MSNBC stated that the article ‘reads alternately like a how-to guide, a satire or a lament.’ MSNBC’s critical response goes on to state that ‘the article sounds so incredible to Western readers – and many Asian ones, too – that many people thought the whole thing was satire… [but] aspects of her essay resonated profoundly with many people, especially Chinese Americans – not necessarily in a good way.’ In the ‘Financial Times,’ Isabel Berwick called the ‘tiger mother’ approach to parenting ‘the exact opposite of everything that the Western liberal holds dear.’

David Brooks of the ‘New York Times,’ in an op-ed piece entitled ‘Amy Chua is a ‘Wimp,” wrote that he believed Chua was ‘coddling her children’ because ‘[m]anaging status rivalries, negotiating group dynamics, understanding social norms, navigating the distinction between self and group — these and other social tests impose cognitive demands that blow away any intense tutoring session or a class at Yale.’ ‘The Washington Post,’ while not as critical, did suggest that ‘ending a parenting story when one child is only 15 seems premature.’

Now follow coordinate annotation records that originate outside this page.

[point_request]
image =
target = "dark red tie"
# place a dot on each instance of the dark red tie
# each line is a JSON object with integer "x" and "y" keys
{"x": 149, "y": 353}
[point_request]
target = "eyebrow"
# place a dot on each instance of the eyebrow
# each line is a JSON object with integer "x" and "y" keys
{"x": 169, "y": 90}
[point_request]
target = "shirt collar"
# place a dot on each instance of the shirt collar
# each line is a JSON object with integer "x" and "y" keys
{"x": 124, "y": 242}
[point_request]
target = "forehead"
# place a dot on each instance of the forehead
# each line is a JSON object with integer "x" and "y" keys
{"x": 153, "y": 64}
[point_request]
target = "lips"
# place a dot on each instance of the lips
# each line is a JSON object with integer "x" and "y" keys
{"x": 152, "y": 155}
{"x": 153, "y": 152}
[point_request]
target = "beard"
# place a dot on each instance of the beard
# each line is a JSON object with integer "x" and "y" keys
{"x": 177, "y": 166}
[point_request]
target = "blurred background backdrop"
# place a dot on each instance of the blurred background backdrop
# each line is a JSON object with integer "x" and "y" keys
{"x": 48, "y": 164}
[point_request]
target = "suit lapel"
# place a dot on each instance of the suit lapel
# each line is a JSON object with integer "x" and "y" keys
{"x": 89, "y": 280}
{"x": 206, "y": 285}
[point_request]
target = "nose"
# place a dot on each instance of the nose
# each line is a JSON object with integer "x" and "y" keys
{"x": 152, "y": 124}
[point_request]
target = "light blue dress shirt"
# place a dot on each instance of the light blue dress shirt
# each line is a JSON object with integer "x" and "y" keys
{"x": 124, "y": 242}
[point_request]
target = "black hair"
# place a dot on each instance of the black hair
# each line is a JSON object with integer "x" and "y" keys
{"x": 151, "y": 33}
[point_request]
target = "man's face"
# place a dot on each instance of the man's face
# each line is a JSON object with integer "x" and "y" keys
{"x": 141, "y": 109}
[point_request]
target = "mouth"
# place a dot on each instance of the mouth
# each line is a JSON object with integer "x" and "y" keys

Others have noted that the ‘Wall Street Journal’ article took excerpts only from the beginning of the book, and not from any of the later chapters in which Chua describes her retreat from what she calls ‘Chinese’ parenting in response to her older daughter’s rebellion against such a strict upbringing. Jon Carroll of the ‘San Francisco Chronicle’ felt the excerpts in the ‘Wall Street Journal’ article failed to represent the content in Chua’s book and states that ‘the excerpt was chosen by the editors of the Journal and the publishers. The editors wanted to make a sensation; the publishers want to sell books’ but ‘it does not tell the whole story.’ A spokeswoman for the ‘Wall Street Journal’ told the ‘Columbia Journalism Review’ that ‘[w]e worked extensively with Amy’s publisher, as we always do with book excerpts, and they signed off on the chosen extract in advance.’ Chua maintains that ‘[t]he Journal basically strung together the most controversial sections of the book. And I had no idea they’d put that kind of a title on it.’